The facial expression recognition means for each of the plurality of facial expression categories based on the time expansion / contraction time series data generated for each of the plurality of facial expression categories and the early classifier for each of the plurality of facial expression categories. The facial expression recognition apparatus according to claim 1, wherein a score indicating a degree of the facial expression category is calculated, and the facial expression category of the person's face is recognized based on the score.

The face feature amount is a vector indicating a difference between each coordinate of the attention point set of the person's face and each coordinate of the attention point set of the face in the predetermined facial expression category. 4. The facial expression recognition device according to any one of 3 above.

5. The data acquisition unit according to claim 1, wherein the data acquisition unit acquires the time-series data including face feature values at a current time when the predetermined facial expression category is recognized at a previous time. The facial expression recognition apparatus described in the item.

The facial expression recognition apparatus according to claim 1, wherein the predetermined facial expression category is an expressionless expression.

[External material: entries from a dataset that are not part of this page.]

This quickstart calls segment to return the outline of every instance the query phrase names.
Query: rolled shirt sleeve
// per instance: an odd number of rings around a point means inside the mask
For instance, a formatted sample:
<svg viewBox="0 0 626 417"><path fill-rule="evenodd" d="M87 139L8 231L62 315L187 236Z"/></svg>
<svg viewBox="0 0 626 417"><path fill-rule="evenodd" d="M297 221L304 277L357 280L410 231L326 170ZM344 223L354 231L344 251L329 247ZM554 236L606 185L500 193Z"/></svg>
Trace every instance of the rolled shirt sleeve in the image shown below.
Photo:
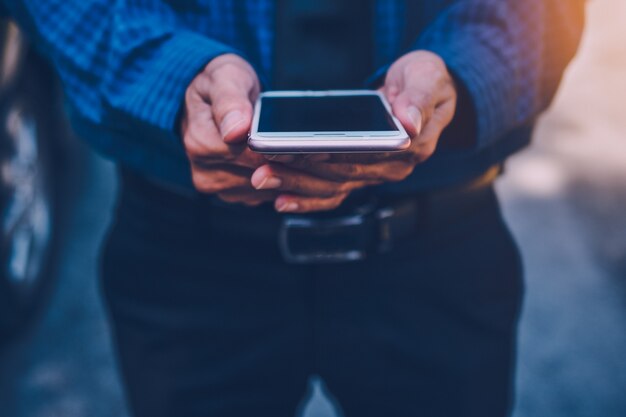
<svg viewBox="0 0 626 417"><path fill-rule="evenodd" d="M441 56L463 83L476 115L475 142L484 148L548 107L583 21L583 0L456 0L414 49Z"/></svg>

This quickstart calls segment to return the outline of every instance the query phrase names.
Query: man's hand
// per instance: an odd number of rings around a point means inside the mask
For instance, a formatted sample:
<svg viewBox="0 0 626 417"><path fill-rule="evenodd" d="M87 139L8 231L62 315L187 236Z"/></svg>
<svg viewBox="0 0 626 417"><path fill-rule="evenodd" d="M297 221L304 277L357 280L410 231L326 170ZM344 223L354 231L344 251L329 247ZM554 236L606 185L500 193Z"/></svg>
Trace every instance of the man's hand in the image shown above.
<svg viewBox="0 0 626 417"><path fill-rule="evenodd" d="M454 117L454 81L441 58L418 51L391 66L381 90L411 136L408 151L278 157L254 172L254 187L279 191L277 210L302 213L331 210L357 188L407 178L417 164L432 156L441 133Z"/></svg>
<svg viewBox="0 0 626 417"><path fill-rule="evenodd" d="M199 191L247 205L277 197L250 184L254 170L267 162L246 144L258 94L254 69L232 54L213 59L187 88L181 131Z"/></svg>

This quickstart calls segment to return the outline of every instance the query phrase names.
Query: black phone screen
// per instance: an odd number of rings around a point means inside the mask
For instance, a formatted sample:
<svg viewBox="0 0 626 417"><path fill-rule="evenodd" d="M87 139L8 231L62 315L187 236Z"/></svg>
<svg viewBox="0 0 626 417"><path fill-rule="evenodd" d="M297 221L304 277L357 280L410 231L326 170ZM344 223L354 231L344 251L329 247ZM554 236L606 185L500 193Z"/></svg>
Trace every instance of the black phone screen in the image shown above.
<svg viewBox="0 0 626 417"><path fill-rule="evenodd" d="M263 97L259 132L398 132L376 95Z"/></svg>

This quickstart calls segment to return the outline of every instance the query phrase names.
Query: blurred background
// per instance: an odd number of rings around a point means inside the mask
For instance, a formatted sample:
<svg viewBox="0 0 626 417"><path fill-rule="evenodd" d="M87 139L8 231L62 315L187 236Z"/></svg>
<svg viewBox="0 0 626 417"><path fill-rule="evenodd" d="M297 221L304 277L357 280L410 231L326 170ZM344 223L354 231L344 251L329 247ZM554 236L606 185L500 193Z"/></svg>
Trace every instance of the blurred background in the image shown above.
<svg viewBox="0 0 626 417"><path fill-rule="evenodd" d="M626 416L626 2L588 9L534 146L498 183L527 274L515 417ZM0 416L125 417L96 277L115 171L54 124L58 94L16 74L36 58L2 30ZM311 396L307 417L335 415L317 381Z"/></svg>

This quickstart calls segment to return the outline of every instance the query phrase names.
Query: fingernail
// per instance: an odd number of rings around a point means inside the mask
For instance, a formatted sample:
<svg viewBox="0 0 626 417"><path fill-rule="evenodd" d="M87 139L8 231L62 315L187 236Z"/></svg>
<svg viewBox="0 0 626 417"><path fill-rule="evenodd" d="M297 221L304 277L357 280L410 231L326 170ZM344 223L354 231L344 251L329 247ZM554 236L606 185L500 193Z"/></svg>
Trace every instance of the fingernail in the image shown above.
<svg viewBox="0 0 626 417"><path fill-rule="evenodd" d="M420 112L417 107L412 106L407 110L407 114L409 115L411 123L415 126L417 134L422 133L422 112Z"/></svg>
<svg viewBox="0 0 626 417"><path fill-rule="evenodd" d="M237 126L243 123L243 113L239 110L234 110L228 113L224 120L222 120L222 124L220 125L220 132L222 132L222 138L228 136L230 132L233 131Z"/></svg>
<svg viewBox="0 0 626 417"><path fill-rule="evenodd" d="M289 212L289 211L298 211L298 203L291 202L282 202L278 203L277 210L281 213Z"/></svg>
<svg viewBox="0 0 626 417"><path fill-rule="evenodd" d="M273 190L275 188L280 188L281 185L283 185L283 181L280 178L265 177L255 188L257 190Z"/></svg>

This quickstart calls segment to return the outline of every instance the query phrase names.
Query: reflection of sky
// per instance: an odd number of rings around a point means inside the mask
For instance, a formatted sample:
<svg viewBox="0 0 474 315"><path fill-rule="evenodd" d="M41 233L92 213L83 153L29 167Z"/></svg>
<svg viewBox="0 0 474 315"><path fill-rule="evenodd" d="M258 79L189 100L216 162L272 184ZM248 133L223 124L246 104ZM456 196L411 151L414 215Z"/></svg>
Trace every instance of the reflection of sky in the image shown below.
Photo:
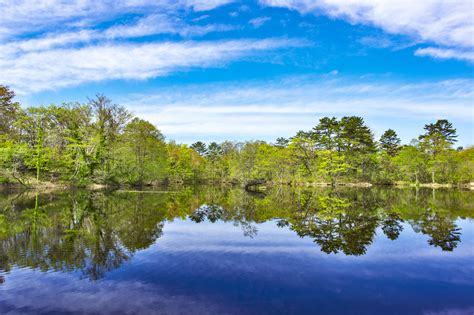
<svg viewBox="0 0 474 315"><path fill-rule="evenodd" d="M474 226L458 226L453 252L404 225L397 240L378 230L366 255L350 257L326 255L275 222L256 225L249 238L232 223L176 220L97 282L12 270L0 286L0 313L470 314Z"/></svg>

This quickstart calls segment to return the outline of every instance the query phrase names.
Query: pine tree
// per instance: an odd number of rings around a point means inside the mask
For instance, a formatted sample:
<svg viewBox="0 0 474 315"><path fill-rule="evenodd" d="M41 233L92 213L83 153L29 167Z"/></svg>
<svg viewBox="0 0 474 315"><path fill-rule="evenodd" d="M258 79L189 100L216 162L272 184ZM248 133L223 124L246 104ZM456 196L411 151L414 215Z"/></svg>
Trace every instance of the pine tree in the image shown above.
<svg viewBox="0 0 474 315"><path fill-rule="evenodd" d="M393 129L388 129L380 137L380 148L390 156L396 156L400 152L400 138Z"/></svg>

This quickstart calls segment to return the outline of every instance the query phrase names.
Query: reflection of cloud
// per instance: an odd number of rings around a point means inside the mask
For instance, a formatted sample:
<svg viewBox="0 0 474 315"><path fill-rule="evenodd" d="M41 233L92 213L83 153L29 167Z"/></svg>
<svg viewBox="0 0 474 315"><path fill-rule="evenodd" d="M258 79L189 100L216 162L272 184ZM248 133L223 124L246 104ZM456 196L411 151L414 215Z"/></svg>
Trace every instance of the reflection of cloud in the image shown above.
<svg viewBox="0 0 474 315"><path fill-rule="evenodd" d="M2 305L21 313L94 314L238 314L235 305L199 292L176 294L140 281L89 282L71 274L36 274L13 270L1 292Z"/></svg>
<svg viewBox="0 0 474 315"><path fill-rule="evenodd" d="M396 241L379 236L362 257L323 254L310 238L300 239L275 222L258 228L249 239L231 222L176 219L166 223L156 244L95 282L78 280L77 273L13 269L0 287L0 313L259 314L276 307L305 313L298 307L314 305L338 313L360 297L363 307L403 313L460 285L465 294L458 298L466 299L472 288L472 253L463 257L461 248L453 253L431 248L436 255L426 255L420 250L426 240L408 226ZM421 289L427 285L440 289ZM275 306L275 300L282 304Z"/></svg>
<svg viewBox="0 0 474 315"><path fill-rule="evenodd" d="M440 311L424 311L423 315L467 315L474 314L474 307L447 308Z"/></svg>

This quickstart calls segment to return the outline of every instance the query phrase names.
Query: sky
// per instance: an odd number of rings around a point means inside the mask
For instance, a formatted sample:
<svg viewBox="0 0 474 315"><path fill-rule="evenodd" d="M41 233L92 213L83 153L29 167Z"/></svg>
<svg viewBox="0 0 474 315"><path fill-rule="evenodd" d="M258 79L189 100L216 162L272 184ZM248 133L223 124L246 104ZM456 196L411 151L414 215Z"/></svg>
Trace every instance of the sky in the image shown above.
<svg viewBox="0 0 474 315"><path fill-rule="evenodd" d="M168 140L274 141L324 116L474 144L474 0L0 0L23 106L105 94Z"/></svg>

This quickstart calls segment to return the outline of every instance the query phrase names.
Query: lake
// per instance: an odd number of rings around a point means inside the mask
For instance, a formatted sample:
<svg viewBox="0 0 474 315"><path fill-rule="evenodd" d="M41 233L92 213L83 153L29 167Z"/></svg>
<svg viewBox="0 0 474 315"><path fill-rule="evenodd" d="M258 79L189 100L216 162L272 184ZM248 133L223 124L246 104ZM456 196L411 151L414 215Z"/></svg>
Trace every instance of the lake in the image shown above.
<svg viewBox="0 0 474 315"><path fill-rule="evenodd" d="M473 314L474 193L0 192L1 314Z"/></svg>

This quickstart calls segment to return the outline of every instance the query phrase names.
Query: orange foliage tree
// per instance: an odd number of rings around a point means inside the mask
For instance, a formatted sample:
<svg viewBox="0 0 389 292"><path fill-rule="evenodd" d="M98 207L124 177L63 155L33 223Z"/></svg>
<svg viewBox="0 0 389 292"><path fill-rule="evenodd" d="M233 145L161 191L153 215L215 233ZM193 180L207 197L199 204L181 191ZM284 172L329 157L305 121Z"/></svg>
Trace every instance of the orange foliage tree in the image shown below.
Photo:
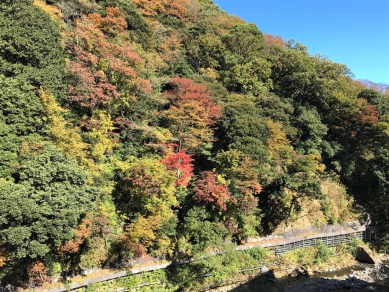
<svg viewBox="0 0 389 292"><path fill-rule="evenodd" d="M375 105L368 104L366 99L361 98L361 121L365 124L378 123L379 113Z"/></svg>
<svg viewBox="0 0 389 292"><path fill-rule="evenodd" d="M212 101L205 85L175 77L170 86L171 89L165 91L170 107L162 115L179 140L179 150L188 148L190 152L201 152L210 148L214 141L212 126L221 116L221 107Z"/></svg>
<svg viewBox="0 0 389 292"><path fill-rule="evenodd" d="M263 38L265 40L265 45L267 48L270 48L272 46L286 48L287 42L279 35L264 33Z"/></svg>
<svg viewBox="0 0 389 292"><path fill-rule="evenodd" d="M35 262L27 268L28 286L39 287L50 281L49 269L42 262Z"/></svg>
<svg viewBox="0 0 389 292"><path fill-rule="evenodd" d="M192 0L133 0L145 16L168 14L181 20L194 20L199 7Z"/></svg>
<svg viewBox="0 0 389 292"><path fill-rule="evenodd" d="M2 247L0 245L0 268L2 266L5 266L7 260L8 260L7 254L2 250Z"/></svg>
<svg viewBox="0 0 389 292"><path fill-rule="evenodd" d="M84 219L84 222L76 229L75 238L70 239L66 244L57 249L58 254L62 258L66 258L68 255L79 251L80 246L84 243L85 239L92 233L90 223L89 219Z"/></svg>

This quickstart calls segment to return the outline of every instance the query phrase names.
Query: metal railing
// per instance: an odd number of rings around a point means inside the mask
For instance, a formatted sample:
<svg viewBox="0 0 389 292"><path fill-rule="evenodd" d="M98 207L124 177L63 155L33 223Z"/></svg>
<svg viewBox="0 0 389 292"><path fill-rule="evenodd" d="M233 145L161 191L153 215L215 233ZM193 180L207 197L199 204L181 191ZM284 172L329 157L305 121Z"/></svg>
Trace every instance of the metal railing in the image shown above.
<svg viewBox="0 0 389 292"><path fill-rule="evenodd" d="M307 238L303 240L298 240L290 243L285 244L277 244L274 246L270 246L270 250L274 251L276 255L287 253L289 251L298 249L298 248L305 248L305 247L312 247L317 246L319 242L322 242L325 246L331 247L336 246L340 244L347 244L352 242L355 239L360 239L365 242L372 242L375 240L375 228L370 227L367 228L365 231L357 231L347 234L339 234L339 235L331 235L331 236L320 236L315 238Z"/></svg>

A facial expression recognition method for recognizing a facial expression category of a person's face based on time-series data of facial feature values obtained from a moving image obtained by imaging an area including a person's face,
Whether each facial expression category is the facial expression category based on the time-series data for reference when the facial expression learning means changes from the predetermined facial expression category obtained in advance to the facial expression category. Learning an early classifier for early identification;
Obtaining time series data of the facial feature amount indicating a change from the predetermined facial expression category obtained from the moving image by a data obtaining unit;
For each of the plurality of facial expression categories by the time expansion / contraction means, the face feature with respect to the time-series data for reference when the time-series data acquired by the data acquisition means is changed to the facial expression category. Generating time-stretched time-series data each stretched in the time direction so that a change in amount corresponds,
The facial expression category of the person's face is recognized based on the time expansion / contraction time-series data generated for each of the plurality of facial expression categories and the early classifier for each of the plurality of facial expression categories by the facial expression recognition means. And steps to
A facial expression recognition method comprising:

The program for functioning a computer as each means of the facial expression recognition apparatus of any one of Claims 1-6.